UGANDAN poet and writer Dr. Susan Kiguli is set to recite 12 poems at the International Literature festival in Berlin, Germany, later this month. The festival, which attracted over 34,000 literary enthusiasts in 2007, is focusing on Africa this year.

By Harriette Onyalla
UGANDAN poet and writer Dr. Susan Kiguli is set to recite 12 poems at the International Literature festival in Berlin, Germany, later this month. The festival, which attracted over 34,000 literary enthusiasts in 2007, is focusing on Africa this year.

In a press statement, the event organisers, the Berliner Festspiele in conjunction with the Peter Weiss Foundation for Art and Politics, said Kiguli will recite 12 poems during three sessions of the festival which opens on September 24 and ends on October 5.

“She is regarded as one of the most interesting and promising young African poets who compose their poems in the form of oral tradition. The four sections of her African Saga, namely Poems of Protest, Relational Poems, Poems of Nature and Existential Poems perfectly illustrate the range of her themes,” the statement said.

African Saga propelled Kiguli into the ranks of the most exciting recent African poets when it made literary history in Uganda by selling out in less than a year.

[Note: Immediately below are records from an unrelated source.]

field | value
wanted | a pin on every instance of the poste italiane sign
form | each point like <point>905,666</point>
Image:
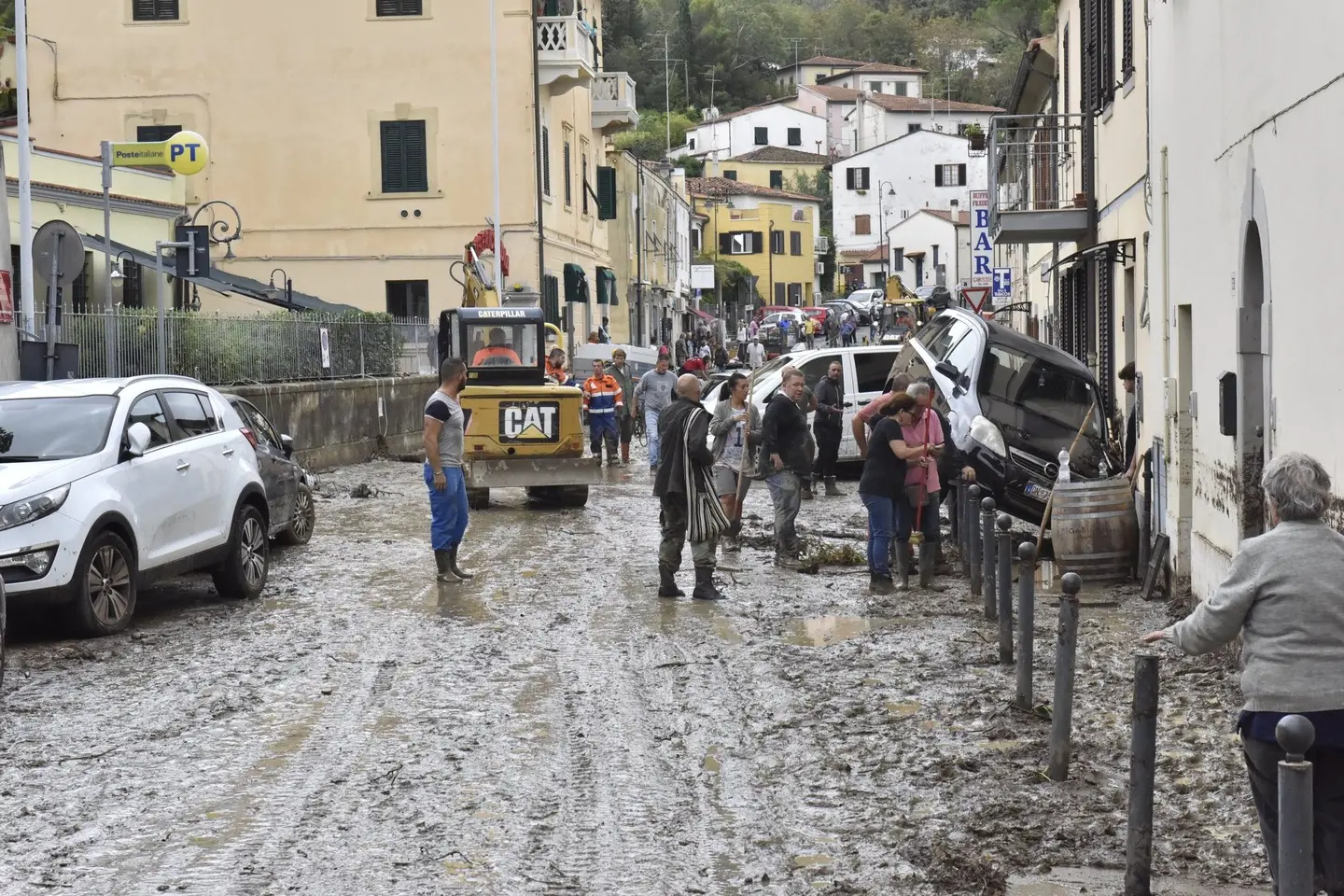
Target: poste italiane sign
<point>186,153</point>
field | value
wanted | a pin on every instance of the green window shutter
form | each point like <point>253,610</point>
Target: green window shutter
<point>605,192</point>
<point>405,158</point>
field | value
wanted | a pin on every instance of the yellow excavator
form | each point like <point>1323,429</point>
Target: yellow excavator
<point>523,428</point>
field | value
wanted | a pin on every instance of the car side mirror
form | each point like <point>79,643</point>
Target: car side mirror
<point>137,440</point>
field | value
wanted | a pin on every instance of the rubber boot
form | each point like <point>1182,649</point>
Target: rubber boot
<point>705,589</point>
<point>926,563</point>
<point>455,569</point>
<point>445,569</point>
<point>666,581</point>
<point>903,565</point>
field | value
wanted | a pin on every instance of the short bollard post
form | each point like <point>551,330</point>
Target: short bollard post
<point>1004,589</point>
<point>1026,623</point>
<point>987,559</point>
<point>1066,654</point>
<point>1142,758</point>
<point>973,536</point>
<point>1295,813</point>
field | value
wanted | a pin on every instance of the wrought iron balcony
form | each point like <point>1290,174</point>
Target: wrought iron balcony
<point>613,103</point>
<point>1035,179</point>
<point>566,49</point>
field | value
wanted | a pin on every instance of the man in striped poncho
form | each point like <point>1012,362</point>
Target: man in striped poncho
<point>684,485</point>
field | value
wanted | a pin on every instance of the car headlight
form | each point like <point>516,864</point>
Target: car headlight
<point>34,508</point>
<point>988,434</point>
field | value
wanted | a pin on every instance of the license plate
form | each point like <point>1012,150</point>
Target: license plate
<point>1038,492</point>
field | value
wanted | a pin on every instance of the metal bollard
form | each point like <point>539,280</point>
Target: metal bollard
<point>1295,813</point>
<point>973,538</point>
<point>987,556</point>
<point>1142,759</point>
<point>1026,623</point>
<point>1066,654</point>
<point>1004,589</point>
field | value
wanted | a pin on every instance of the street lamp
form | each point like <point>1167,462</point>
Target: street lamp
<point>287,285</point>
<point>882,225</point>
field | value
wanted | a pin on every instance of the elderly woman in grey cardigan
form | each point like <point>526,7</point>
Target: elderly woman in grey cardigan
<point>735,430</point>
<point>1285,596</point>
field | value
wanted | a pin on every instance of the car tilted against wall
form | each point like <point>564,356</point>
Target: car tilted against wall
<point>1013,403</point>
<point>110,483</point>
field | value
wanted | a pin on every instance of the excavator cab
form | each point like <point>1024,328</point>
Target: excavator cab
<point>522,428</point>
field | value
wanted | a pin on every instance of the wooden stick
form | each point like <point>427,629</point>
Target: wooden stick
<point>1050,501</point>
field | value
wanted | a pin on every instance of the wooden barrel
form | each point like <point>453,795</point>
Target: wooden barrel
<point>1094,529</point>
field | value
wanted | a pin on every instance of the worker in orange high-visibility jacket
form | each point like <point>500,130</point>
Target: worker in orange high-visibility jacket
<point>602,403</point>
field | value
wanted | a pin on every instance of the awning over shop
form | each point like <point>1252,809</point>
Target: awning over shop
<point>225,282</point>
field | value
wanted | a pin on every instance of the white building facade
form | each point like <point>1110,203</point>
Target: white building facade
<point>775,124</point>
<point>875,189</point>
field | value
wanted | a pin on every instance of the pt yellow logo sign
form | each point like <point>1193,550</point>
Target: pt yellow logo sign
<point>530,422</point>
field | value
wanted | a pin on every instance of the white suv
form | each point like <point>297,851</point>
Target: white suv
<point>110,483</point>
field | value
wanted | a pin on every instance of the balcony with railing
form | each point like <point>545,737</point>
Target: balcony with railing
<point>1036,179</point>
<point>613,103</point>
<point>566,48</point>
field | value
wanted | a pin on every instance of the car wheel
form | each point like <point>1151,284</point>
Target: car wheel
<point>244,572</point>
<point>104,586</point>
<point>300,528</point>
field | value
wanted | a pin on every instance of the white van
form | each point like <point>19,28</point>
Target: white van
<point>866,371</point>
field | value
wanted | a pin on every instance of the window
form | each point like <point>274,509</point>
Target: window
<point>871,370</point>
<point>151,413</point>
<point>155,11</point>
<point>1127,54</point>
<point>546,160</point>
<point>132,284</point>
<point>405,160</point>
<point>156,133</point>
<point>192,418</point>
<point>399,8</point>
<point>568,170</point>
<point>949,176</point>
<point>408,299</point>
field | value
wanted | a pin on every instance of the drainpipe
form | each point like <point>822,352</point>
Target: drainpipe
<point>537,156</point>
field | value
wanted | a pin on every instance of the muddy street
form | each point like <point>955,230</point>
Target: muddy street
<point>553,727</point>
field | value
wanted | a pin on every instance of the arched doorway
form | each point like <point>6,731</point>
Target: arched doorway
<point>1253,361</point>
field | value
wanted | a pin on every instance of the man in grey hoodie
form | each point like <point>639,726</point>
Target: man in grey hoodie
<point>656,390</point>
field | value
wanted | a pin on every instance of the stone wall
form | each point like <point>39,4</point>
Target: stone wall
<point>338,422</point>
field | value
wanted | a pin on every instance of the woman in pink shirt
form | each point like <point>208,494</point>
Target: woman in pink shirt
<point>922,489</point>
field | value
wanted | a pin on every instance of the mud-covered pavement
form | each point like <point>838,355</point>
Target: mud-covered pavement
<point>555,728</point>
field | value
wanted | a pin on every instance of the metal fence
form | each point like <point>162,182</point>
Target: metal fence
<point>271,348</point>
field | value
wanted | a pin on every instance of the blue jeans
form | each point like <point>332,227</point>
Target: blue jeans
<point>928,522</point>
<point>651,433</point>
<point>446,508</point>
<point>882,512</point>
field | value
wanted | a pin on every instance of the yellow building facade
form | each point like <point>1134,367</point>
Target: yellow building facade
<point>357,153</point>
<point>770,231</point>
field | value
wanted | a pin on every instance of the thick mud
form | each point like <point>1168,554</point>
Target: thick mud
<point>554,728</point>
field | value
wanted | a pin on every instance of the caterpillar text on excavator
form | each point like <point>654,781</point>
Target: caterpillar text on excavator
<point>523,428</point>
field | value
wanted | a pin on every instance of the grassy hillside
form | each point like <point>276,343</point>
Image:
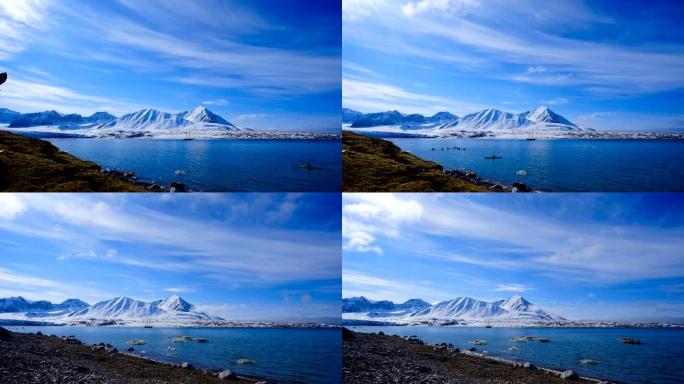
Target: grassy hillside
<point>375,165</point>
<point>33,165</point>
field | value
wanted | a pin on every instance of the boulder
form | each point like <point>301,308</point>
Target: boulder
<point>227,375</point>
<point>5,335</point>
<point>569,375</point>
<point>521,187</point>
<point>179,187</point>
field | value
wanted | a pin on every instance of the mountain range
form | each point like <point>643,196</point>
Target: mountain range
<point>198,119</point>
<point>460,308</point>
<point>445,123</point>
<point>120,308</point>
<point>19,304</point>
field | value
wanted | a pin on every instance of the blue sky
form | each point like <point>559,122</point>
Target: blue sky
<point>609,65</point>
<point>259,64</point>
<point>582,256</point>
<point>239,256</point>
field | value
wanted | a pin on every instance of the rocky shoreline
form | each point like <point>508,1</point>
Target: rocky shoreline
<point>37,358</point>
<point>379,358</point>
<point>491,185</point>
<point>130,177</point>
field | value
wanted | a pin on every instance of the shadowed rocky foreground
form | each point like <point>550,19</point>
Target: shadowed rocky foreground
<point>378,358</point>
<point>36,358</point>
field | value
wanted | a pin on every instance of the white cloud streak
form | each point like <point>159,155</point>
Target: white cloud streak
<point>81,224</point>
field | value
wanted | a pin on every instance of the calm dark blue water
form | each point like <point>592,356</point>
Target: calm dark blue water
<point>658,360</point>
<point>564,165</point>
<point>281,355</point>
<point>220,165</point>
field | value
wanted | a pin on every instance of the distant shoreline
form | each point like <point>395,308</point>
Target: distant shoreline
<point>375,165</point>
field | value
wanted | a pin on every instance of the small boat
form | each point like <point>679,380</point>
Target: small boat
<point>309,166</point>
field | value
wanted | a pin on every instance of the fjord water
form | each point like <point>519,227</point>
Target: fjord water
<point>240,165</point>
<point>282,355</point>
<point>655,361</point>
<point>564,165</point>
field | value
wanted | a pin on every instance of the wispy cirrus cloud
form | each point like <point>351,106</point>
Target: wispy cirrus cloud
<point>88,228</point>
<point>489,54</point>
<point>579,256</point>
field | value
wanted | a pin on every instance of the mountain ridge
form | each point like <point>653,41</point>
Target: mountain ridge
<point>119,308</point>
<point>464,307</point>
<point>445,123</point>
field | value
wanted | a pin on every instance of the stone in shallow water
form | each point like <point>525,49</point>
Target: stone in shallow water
<point>227,375</point>
<point>569,375</point>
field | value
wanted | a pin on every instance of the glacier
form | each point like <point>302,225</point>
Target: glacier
<point>172,310</point>
<point>515,310</point>
<point>198,123</point>
<point>538,123</point>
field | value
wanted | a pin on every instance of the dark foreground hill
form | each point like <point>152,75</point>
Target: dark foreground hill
<point>33,358</point>
<point>379,359</point>
<point>375,165</point>
<point>34,165</point>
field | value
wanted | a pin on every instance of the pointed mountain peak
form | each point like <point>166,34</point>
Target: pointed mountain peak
<point>175,303</point>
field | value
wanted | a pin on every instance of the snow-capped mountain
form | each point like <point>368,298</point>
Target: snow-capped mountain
<point>350,115</point>
<point>540,120</point>
<point>514,309</point>
<point>362,304</point>
<point>176,303</point>
<point>56,118</point>
<point>7,115</point>
<point>199,119</point>
<point>410,121</point>
<point>20,304</point>
<point>130,309</point>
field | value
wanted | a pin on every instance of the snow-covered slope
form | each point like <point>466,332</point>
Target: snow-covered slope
<point>198,120</point>
<point>7,116</point>
<point>350,115</point>
<point>489,122</point>
<point>49,118</point>
<point>19,304</point>
<point>514,309</point>
<point>176,303</point>
<point>362,304</point>
<point>130,309</point>
<point>461,308</point>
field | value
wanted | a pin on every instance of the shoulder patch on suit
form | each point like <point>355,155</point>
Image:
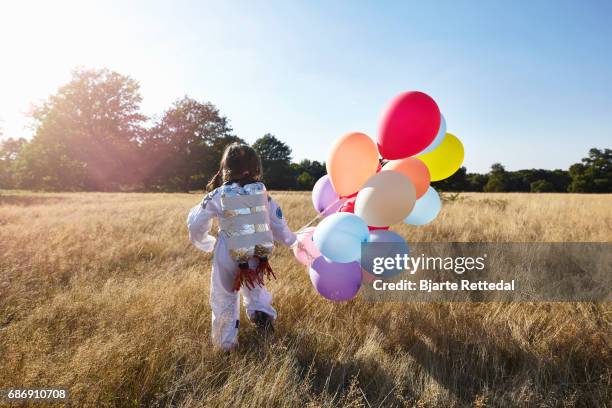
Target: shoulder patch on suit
<point>208,197</point>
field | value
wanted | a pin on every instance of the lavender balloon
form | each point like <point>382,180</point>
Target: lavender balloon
<point>324,195</point>
<point>335,281</point>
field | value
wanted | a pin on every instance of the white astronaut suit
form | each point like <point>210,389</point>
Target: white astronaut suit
<point>249,223</point>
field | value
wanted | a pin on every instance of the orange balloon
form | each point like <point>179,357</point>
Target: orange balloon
<point>415,170</point>
<point>352,160</point>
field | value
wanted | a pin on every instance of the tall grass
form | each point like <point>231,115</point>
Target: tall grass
<point>103,294</point>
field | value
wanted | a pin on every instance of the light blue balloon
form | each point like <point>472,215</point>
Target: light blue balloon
<point>339,237</point>
<point>383,244</point>
<point>439,137</point>
<point>425,209</point>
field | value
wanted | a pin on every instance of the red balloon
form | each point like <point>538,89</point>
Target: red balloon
<point>408,126</point>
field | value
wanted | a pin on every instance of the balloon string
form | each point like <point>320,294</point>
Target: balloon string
<point>320,215</point>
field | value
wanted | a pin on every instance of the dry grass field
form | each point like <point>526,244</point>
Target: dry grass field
<point>104,295</point>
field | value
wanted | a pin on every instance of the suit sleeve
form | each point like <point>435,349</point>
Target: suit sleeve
<point>278,224</point>
<point>199,223</point>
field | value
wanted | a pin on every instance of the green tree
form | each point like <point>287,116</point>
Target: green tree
<point>183,150</point>
<point>276,161</point>
<point>542,186</point>
<point>457,182</point>
<point>86,135</point>
<point>498,179</point>
<point>10,149</point>
<point>305,181</point>
<point>593,174</point>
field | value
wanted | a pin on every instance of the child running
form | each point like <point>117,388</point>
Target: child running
<point>249,223</point>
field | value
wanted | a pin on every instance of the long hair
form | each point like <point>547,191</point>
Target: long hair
<point>240,163</point>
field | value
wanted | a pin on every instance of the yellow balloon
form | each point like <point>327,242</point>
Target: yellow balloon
<point>445,159</point>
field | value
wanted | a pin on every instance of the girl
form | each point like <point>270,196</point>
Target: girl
<point>249,223</point>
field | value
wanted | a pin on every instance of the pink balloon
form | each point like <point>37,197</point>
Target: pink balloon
<point>409,125</point>
<point>307,252</point>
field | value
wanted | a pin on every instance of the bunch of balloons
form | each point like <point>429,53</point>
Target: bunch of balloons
<point>370,186</point>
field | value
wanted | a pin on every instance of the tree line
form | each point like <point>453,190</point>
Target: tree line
<point>91,136</point>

The collection of poems also won the National Book Trust of Uganda Poetry Award the year after its publication.

Kiguli, a lecturer at the Literature Department, Makerere University, said she will have at least 20 minutes in each session to recite poems off her African Saga collection written in 1998 and some poems from the Anthropology of poems she is soon to publish.

She told The New Vision on Wednesday that Back Home a poem which was distinguished by the Stan Journal of Leeds University, UK, is among those she will recite.

The festival will also feature Lebogang Mashile, whose approach to issues like diversity and unity in South Africa; the status of women; violence and the fragility of individuals with a sense of urgency; humour and sometimes sadness has placed her among the Rainbow Nations most popular artists.

Zimbabwean poet Chirikure Chirikure — a critic of the political elite and advocate for the disadvantaged people of Zimbabwe, will also recite a series of poems.

Kiguli and Grada Kilomba will share their experience as members of the African Feminist Movements in which Kiguli has long been known to hold strong sentiments.

Kilomba is a writer, researcher and psychologist from the West African Islands of Sao Tome e` Principe who is now teaching at the Free University of Berlin.

Because of Kiguli’s literary achievements, she has been labelled a ‘woman poet’.

“Why do you have to emphasise that a writer is a woman when she can ably find her place among her male counterparts,” says Kiguli, who is also the chairperson of FEMRITE, Uganda Women Writers’ Association. The festival will also include a panel discussion on African writers and their public responsibility to cause change on the continent. Kiguli has recited her poetry at international book fairs, literature festivals and conferences.